Multiple sclerosis is an inflammatory demyelinating disease of the central nervous system that usually affects young adults and leads to chronic invalidism. While the disease typically affects the (periventricular) white matter, the role of the gray matter in the pathophysiology of multiple sclerosis has gained increasing attention over the last few years (1–9). Results of histopathologic studies have shown that a substantial portion of the total cerebral lesion load in multiple sclerosis is located within the cerebral cortex or at the border between the cortex and subcortical white matter (4,10–12). It has also been shown that extensive subpial demyelination exists in the multiple sclerosis brain, with lesions extending from the pia mater downward over large areas of cortical gray matter (13).

Since abnormalities in cortical gray matter have been correlated with both physical and neuropsychologic deficits in patients with multiple sclerosis (14–16), it is essential to create a better understanding and a more accurate estimation of the amount of gray matter lesions in vivo.

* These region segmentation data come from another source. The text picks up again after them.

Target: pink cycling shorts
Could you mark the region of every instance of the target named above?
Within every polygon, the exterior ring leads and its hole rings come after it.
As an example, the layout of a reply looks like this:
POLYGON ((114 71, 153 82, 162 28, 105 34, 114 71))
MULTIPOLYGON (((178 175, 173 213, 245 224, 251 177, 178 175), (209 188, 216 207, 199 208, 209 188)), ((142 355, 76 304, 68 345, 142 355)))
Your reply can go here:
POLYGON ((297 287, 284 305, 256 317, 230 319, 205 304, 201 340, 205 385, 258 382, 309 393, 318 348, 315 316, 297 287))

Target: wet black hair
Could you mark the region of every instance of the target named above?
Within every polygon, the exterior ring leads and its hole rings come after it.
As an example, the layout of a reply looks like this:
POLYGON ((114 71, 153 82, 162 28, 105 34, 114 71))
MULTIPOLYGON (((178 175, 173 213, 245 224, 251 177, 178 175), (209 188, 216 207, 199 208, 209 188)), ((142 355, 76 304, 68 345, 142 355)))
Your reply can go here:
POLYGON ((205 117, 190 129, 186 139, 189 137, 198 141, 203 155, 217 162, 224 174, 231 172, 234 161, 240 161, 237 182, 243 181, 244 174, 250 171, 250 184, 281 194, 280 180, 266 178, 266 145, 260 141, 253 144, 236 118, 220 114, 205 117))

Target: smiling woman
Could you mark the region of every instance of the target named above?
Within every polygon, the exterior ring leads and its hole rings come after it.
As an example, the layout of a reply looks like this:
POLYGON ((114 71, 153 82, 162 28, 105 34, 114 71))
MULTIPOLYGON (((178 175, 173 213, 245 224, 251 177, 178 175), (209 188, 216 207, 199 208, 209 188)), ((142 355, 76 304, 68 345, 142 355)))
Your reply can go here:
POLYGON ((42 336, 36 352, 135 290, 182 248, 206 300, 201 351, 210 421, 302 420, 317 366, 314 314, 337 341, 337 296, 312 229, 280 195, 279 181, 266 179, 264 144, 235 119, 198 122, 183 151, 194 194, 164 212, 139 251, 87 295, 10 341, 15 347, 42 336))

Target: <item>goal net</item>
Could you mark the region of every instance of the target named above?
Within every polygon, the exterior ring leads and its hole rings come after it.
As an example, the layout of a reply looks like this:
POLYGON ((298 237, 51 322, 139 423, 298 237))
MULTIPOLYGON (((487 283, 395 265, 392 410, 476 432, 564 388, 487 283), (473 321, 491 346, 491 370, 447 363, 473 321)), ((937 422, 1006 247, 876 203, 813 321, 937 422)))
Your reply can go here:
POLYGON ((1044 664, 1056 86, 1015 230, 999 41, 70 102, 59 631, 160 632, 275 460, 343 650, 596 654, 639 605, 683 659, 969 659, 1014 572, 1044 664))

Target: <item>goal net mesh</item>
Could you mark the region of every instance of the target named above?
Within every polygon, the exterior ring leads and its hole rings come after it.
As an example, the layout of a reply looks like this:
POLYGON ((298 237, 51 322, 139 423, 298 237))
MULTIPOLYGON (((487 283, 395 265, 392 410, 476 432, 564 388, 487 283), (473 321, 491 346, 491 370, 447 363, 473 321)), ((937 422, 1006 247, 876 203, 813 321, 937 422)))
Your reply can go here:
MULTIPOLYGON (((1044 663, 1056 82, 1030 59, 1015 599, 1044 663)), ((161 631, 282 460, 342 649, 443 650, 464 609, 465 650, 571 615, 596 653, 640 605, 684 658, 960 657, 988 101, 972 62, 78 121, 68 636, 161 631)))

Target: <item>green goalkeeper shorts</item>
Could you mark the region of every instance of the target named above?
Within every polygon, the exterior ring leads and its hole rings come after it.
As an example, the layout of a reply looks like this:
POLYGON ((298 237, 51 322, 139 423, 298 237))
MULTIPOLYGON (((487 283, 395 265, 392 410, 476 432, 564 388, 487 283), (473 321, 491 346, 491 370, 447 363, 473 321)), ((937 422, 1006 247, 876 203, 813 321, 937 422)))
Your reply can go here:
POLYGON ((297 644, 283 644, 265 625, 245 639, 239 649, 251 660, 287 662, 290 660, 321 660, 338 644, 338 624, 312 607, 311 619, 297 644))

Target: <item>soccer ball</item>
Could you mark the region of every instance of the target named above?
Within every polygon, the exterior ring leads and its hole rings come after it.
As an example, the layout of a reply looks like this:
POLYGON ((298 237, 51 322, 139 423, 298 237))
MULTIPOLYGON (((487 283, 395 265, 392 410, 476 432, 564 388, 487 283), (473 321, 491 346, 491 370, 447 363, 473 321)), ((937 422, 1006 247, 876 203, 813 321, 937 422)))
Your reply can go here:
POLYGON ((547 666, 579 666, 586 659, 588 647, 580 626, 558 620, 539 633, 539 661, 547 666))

Unfortunately, presently available magnetic resonance (MR) imaging techniques are usually not optimal for detecting cortical lesions (4). Authors of previous studies have reported increased cortical and/or subcortical lesion detection by using two-dimensional and three-dimensional (3D) fluid-attenuated inversion-recovery (FLAIR) MR imaging (14,17–20). However, the exact anatomic border between the cortex and subcortical white matter may be hard to determine on a FLAIR MR image, which creates difficulties in judging whether lesions are juxtacortical, mixed white matter–gray matter, or intracortical. With a double inversion-recovery (DIR) MR sequence, inversion times can be selected such that suppression of the signals from both white matter and cerebrospinal fluid (CSF) is achieved, yielding images that show superior delineation of gray matter; thus, the contrast is due to differences in T1 relaxation times between gray matter and CSF, as well as between gray and white matter. This method has been described before as a helpful tool in the detection of lesions in multiple sclerosis (21). In a comparison between two-dimensional DIR MR imaging and two-dimensional FLAIR MR imaging, it was concluded that two-dimensional DIR imaging might be preferential when infratentorial lesions (either neoplastic or demyelinating) and abnormalities with only slightly prolonged T2 values (eg, cortical lesions) were concerned (22).

Recently, a multislab 3D DIR sequence was developed (23) that combined the aforementioned selective contrast with high spatial resolution both in plane and through plane. Thus, the purpose of our study was to prospectively compare the depiction of intracortical lesions by using a multislab 3D DIR, a multislab 3D FLAIR, and a T2-weighted spin-echo (SE) MR imaging sequence in patients with multiple sclerosis.

	MATERIALS AND METHODS

TOP ABSTRACT INTRODUCTION MATERIALS AND METHODS RESULTS DISCUSSION References

 
Patients and Control Subjects
Ten patients with chronic, clinically definite (24) multiple sclerosis (secondary progressive in eight patients, relapsing-remitting in two patients; median Expanded Disability Status Scale score, 4.0; mean disease duration, 12 years) and 11 age-matched healthy control subjects were selected for this study (J.J.G.G., C.H.P.). Patients were randomly selected from a clinical database of multiple sclerosis. Health status of the control subjects was determined by evaluating their medical history. The study protocol was approved by the local ethics review board of the VU University Medical Center, and all subjects gave informed consent prior to examination. Mean age among the 10 patients (five men, five women) was 40 years (range, 25–54 years), and mean age among the 11 control subjects (four men, seven women) was 34 years (range, 24–55 years). No statistically significant differences in age or sex were found between patients and control subjects, as determined by means of the Student t test.

MR Image Acquisition
Examinations were performed (J.J.G.G., P.J.W.P.) with a 1.5-T whole-body MR imager (Sonata; Siemens, Erlangen, Germany) by using a standard circularly polarized head coil. Standard dual-echo T2-weighted SE, 3D FLAIR, and 3D DIR MR images were acquired in random order. Sequence parameters are available in Table 1.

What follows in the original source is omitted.